Before we talk about the phases, let’s talk about the compiler first. Compiler is a program that runs the compilation processes. Where compilation is the process where the compiler reads a program written in one language (source language) and translates it into an equivalent program in another language (target language).
Compilation of a program proceeds through a fixed series of phases, where each phase use an (intermediate) form of the program produced by an earlier phase, and subsequent phases operate on lower-level code representations. These processes are divided into two main parts, which are front-end compiler (analysis part), and back-end compiler (synthesis part).
pic 01. Front- and Back-end Compiler
Front-end Compiler (Analysis part)
The analysis part breaks up the source program into constituent pieces and imposes a grammatical structure on them. It then uses this structure to create an intermediate representation of the source program. If the analysis part detects that the source program is either syntactically ill formed or semantically unsound, then it must provide informative messages, so the user can take corrective action. The analysis part also collects information about the source program and stores it in a data structure called a symbol table, which is passed along with the intermediate representation to the synthesis part. This part includes all the analysis phases (lexical, syntax, semantic analysis) and end at intermediate code phase.
Back-end Compiler (Synthesis part)
Meanwhile, the synthesis part constructs the desired target program from the intermediate representation and the information in the symbol table. This part includes the code optimization phase and code generation phase. Some compilers have a machine-independent optimization phase between the front end and the back end. The purpose of this optimization phase is to perform transformations on the intermediate representation, so that the back end can produce a better target program than it would have otherwise produced from an unoptimized intermediate representation.
In short, the front end analyzes the source program and produces intermediate code while the back end synthesizes the target program from the intermediate code.
If we see the compilation process in more detail, we see that it operates as a sequence of phases, each of which transforms one representation of the source program to another. As we see from the picture below:
pic 02. Phases of Compilation
For further understanding, here below is the explanation for each phases.

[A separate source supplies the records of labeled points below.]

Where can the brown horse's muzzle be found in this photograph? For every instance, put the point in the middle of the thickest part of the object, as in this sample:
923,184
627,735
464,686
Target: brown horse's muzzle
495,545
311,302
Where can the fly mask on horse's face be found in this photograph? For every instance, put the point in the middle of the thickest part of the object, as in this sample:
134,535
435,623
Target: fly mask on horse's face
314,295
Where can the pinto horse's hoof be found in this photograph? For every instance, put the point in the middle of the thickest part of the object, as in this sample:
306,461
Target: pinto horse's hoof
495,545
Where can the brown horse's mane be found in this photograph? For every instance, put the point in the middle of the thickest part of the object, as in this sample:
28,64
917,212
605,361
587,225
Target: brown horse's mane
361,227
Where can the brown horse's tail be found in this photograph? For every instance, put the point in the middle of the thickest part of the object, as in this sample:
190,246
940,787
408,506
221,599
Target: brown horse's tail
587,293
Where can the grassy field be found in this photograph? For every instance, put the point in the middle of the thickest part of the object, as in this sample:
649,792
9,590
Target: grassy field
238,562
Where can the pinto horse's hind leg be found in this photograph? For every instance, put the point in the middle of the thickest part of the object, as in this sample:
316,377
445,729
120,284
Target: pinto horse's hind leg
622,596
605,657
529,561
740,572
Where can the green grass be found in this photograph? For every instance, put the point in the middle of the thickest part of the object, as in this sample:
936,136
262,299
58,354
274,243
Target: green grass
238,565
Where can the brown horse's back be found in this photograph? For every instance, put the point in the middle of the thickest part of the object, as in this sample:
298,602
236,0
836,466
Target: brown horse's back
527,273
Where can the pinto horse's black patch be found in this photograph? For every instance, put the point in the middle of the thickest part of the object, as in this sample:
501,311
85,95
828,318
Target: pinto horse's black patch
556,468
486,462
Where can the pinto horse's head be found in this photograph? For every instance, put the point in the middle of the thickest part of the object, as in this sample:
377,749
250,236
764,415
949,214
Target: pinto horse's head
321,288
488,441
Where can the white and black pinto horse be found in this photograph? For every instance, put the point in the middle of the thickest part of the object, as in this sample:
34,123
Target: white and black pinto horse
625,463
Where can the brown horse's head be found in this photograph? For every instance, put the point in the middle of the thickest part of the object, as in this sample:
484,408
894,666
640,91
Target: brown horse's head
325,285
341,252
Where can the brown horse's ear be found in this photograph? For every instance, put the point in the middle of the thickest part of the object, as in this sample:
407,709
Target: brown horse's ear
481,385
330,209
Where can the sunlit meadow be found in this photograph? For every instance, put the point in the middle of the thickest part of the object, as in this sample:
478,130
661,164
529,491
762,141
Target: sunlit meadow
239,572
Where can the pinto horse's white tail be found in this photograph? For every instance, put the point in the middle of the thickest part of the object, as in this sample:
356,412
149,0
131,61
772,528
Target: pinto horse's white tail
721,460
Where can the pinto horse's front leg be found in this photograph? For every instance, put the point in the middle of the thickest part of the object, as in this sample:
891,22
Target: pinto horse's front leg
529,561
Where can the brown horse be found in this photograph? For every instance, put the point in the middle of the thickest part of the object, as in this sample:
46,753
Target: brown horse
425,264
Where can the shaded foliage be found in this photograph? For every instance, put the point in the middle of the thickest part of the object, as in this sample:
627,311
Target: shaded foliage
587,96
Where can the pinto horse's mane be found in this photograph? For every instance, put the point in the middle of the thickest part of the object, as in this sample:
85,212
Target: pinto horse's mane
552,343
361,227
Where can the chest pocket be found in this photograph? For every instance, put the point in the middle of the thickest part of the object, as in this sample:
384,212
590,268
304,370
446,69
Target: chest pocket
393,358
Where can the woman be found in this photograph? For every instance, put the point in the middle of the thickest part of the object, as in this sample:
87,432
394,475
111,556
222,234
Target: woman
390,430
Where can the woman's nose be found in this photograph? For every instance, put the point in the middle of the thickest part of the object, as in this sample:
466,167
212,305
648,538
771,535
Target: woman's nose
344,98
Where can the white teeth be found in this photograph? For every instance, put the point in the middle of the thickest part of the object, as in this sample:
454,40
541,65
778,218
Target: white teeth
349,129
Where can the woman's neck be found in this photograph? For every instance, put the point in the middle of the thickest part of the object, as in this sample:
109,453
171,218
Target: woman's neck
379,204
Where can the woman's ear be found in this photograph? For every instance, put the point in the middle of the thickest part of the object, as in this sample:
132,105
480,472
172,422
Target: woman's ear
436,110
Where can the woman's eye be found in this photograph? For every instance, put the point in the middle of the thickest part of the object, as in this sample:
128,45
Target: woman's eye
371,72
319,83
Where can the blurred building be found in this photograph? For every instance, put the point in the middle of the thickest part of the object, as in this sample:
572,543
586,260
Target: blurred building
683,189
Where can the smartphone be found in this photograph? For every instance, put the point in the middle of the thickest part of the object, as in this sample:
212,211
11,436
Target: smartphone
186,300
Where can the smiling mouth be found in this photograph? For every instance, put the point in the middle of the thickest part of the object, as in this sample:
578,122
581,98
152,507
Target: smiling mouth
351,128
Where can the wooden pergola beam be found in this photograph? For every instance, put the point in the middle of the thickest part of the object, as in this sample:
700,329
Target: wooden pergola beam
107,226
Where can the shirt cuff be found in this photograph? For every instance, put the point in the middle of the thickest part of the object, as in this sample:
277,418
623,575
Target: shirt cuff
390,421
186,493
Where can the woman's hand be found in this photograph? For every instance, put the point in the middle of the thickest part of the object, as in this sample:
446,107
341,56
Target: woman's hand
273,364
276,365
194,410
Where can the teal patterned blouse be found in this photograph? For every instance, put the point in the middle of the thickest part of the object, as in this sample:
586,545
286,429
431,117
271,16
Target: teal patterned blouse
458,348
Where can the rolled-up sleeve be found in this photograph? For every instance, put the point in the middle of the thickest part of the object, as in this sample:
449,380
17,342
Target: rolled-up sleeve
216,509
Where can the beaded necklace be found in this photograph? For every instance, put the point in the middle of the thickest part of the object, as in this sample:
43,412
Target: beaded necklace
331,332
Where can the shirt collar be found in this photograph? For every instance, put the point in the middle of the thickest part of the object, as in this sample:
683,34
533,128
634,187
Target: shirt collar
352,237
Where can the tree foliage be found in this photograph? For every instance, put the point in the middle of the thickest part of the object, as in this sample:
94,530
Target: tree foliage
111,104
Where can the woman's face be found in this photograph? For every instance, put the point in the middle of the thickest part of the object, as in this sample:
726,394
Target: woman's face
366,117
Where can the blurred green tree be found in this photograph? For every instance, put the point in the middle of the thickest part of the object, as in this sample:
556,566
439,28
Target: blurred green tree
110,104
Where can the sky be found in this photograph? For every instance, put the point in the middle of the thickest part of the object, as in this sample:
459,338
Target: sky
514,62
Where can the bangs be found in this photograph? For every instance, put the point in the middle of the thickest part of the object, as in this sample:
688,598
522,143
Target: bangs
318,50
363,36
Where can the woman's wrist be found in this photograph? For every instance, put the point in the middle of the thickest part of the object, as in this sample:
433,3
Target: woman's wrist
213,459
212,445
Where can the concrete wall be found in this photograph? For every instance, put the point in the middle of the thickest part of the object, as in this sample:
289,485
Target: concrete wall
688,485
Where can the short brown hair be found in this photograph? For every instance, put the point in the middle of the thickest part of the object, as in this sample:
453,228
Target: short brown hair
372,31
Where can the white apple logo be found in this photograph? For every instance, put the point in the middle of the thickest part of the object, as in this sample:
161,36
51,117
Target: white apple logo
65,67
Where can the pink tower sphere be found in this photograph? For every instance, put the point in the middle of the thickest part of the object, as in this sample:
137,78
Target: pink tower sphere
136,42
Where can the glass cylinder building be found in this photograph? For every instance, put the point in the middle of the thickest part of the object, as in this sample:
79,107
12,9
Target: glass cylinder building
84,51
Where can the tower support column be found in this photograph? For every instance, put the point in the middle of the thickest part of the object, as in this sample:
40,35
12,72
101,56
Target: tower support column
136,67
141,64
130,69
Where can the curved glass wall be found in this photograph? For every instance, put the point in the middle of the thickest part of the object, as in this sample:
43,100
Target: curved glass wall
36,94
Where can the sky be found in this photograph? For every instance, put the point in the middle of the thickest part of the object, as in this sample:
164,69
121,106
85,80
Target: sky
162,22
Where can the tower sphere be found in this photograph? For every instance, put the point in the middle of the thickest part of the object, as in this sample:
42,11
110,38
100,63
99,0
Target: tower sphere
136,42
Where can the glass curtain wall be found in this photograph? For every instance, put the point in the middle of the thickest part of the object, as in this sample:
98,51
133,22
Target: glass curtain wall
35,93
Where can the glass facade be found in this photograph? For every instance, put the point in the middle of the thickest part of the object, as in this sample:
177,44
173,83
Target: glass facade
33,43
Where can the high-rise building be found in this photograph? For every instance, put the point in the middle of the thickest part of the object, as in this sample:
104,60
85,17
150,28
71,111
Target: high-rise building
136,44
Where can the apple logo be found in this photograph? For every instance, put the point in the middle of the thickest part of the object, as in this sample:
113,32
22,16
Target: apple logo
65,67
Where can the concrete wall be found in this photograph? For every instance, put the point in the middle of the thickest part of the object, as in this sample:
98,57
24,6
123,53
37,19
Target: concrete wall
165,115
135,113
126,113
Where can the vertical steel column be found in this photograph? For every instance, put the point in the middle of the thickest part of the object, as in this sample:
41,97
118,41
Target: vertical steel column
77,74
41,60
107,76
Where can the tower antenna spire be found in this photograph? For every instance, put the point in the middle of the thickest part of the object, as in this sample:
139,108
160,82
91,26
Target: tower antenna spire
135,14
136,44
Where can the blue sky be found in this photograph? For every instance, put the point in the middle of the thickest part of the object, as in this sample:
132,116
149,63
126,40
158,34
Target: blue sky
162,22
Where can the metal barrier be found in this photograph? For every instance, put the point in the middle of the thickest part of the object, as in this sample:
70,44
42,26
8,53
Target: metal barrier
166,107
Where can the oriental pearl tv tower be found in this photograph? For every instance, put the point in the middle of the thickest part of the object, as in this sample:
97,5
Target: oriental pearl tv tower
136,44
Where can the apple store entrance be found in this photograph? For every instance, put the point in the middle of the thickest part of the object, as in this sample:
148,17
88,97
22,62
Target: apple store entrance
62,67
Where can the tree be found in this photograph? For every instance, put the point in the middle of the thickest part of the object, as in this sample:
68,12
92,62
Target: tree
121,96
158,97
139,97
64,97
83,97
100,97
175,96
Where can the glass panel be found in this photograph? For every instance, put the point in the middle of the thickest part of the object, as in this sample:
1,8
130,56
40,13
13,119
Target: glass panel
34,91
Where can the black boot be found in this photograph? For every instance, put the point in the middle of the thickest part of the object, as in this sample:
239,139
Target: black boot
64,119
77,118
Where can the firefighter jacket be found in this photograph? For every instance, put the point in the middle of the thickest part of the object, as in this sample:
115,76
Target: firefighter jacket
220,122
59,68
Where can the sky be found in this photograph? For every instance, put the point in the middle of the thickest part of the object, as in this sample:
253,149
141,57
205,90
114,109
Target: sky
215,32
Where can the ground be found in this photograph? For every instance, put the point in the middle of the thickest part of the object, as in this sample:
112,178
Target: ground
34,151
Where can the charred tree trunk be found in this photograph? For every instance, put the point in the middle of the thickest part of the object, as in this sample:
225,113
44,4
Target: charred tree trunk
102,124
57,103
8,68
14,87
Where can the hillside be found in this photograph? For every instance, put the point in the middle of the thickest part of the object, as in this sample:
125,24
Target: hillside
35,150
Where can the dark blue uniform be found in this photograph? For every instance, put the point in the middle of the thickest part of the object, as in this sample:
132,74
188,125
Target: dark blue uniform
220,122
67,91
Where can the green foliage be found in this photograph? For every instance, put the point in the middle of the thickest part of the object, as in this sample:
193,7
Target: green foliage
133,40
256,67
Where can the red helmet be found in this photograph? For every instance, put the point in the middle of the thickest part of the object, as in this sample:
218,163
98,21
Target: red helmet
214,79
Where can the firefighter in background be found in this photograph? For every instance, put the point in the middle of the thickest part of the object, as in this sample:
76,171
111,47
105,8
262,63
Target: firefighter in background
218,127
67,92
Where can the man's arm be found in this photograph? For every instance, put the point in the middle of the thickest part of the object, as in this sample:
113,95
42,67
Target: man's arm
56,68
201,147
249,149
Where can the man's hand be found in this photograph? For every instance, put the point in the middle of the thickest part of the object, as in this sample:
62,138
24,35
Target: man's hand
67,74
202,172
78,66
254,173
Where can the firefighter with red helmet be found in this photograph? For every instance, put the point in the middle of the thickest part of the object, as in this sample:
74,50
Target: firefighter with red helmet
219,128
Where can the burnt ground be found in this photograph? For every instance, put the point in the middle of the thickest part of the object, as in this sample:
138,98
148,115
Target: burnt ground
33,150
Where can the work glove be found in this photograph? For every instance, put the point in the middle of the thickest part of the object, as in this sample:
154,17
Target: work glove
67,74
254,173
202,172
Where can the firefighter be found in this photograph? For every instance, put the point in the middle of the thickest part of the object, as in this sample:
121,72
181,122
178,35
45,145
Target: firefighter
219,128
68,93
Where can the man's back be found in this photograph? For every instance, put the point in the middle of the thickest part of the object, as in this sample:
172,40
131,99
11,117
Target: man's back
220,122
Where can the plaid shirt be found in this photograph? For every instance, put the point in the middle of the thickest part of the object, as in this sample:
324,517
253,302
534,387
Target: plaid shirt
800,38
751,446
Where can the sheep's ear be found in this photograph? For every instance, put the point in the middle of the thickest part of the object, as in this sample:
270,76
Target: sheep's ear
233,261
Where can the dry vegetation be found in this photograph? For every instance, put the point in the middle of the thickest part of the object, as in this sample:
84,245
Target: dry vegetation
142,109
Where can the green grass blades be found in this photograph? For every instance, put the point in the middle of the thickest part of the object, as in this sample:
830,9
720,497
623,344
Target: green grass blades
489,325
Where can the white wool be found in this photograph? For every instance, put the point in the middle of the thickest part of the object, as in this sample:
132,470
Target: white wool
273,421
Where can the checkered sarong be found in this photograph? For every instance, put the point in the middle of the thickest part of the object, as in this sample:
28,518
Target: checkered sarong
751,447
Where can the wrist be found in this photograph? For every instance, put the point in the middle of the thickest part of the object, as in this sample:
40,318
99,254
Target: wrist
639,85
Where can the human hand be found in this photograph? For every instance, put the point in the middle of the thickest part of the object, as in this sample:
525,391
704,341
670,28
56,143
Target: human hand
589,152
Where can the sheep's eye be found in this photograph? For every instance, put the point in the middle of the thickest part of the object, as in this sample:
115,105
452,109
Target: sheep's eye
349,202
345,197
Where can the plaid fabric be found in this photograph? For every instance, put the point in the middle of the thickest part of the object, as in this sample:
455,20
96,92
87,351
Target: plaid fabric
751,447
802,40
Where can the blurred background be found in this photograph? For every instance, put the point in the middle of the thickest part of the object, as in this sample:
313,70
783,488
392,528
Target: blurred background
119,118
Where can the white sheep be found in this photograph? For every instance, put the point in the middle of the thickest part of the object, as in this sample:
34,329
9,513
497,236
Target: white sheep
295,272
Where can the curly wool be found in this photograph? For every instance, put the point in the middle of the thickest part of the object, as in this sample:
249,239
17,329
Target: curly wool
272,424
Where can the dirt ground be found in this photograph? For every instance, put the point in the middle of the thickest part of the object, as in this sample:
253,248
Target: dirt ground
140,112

Lexical analysis (Scanning)
The lexical analyzer reads the stream of characters making up the source program and groups the characters into meaningful sequences called lexemes. For each lexeme, the lexical analyzer produces as output a token in the form:
(token-name, attribute-value)
Then, it will passes on to the syntax analysis. In the token, the first component token-name is an abstract symbol that is used during syntax analysis, and the second component attribute-value points to an entry in the symbol table for this token. Information from the symbol-table entry is needed for semantic analysis and code generation.
For example, let’s say a source program contains the assignment statement:
position = initial + rate * 60
The characters in this assignment could be grouped into the following lexemes and mapped into the following tokens passed on to the syntax analyzer:
- position is a lexeme that would be mapped into a token (id, 1), where id is an abstract symbol standing for identifier and 1 points to the symbol table entry for position. The symbol-table entry for an identifier holds information about the identifier, such as its name and type.
- The assignment symbol = is a lexeme that is mapped into the token (=). Since this token needs no attribute-value, we have omitted the second component. We could have used any abstract symbol such as assign for the token-name, but for notational convenience we have chosen to use the lexeme itself as the name of the abstract symbol.
- initial is a lexeme that is mapped into the token (id, 2), where 2 points to the symbol-table entry for initial.
- + is a lexeme that is mapped into the token (+).
- rate is a lexeme that is mapped into the token (id, 3), where 3 points to the symbol-table entry for rate.
- is a lexeme that is mapped into the token (*).
- 60 is a lexeme that is mapped into the token (60).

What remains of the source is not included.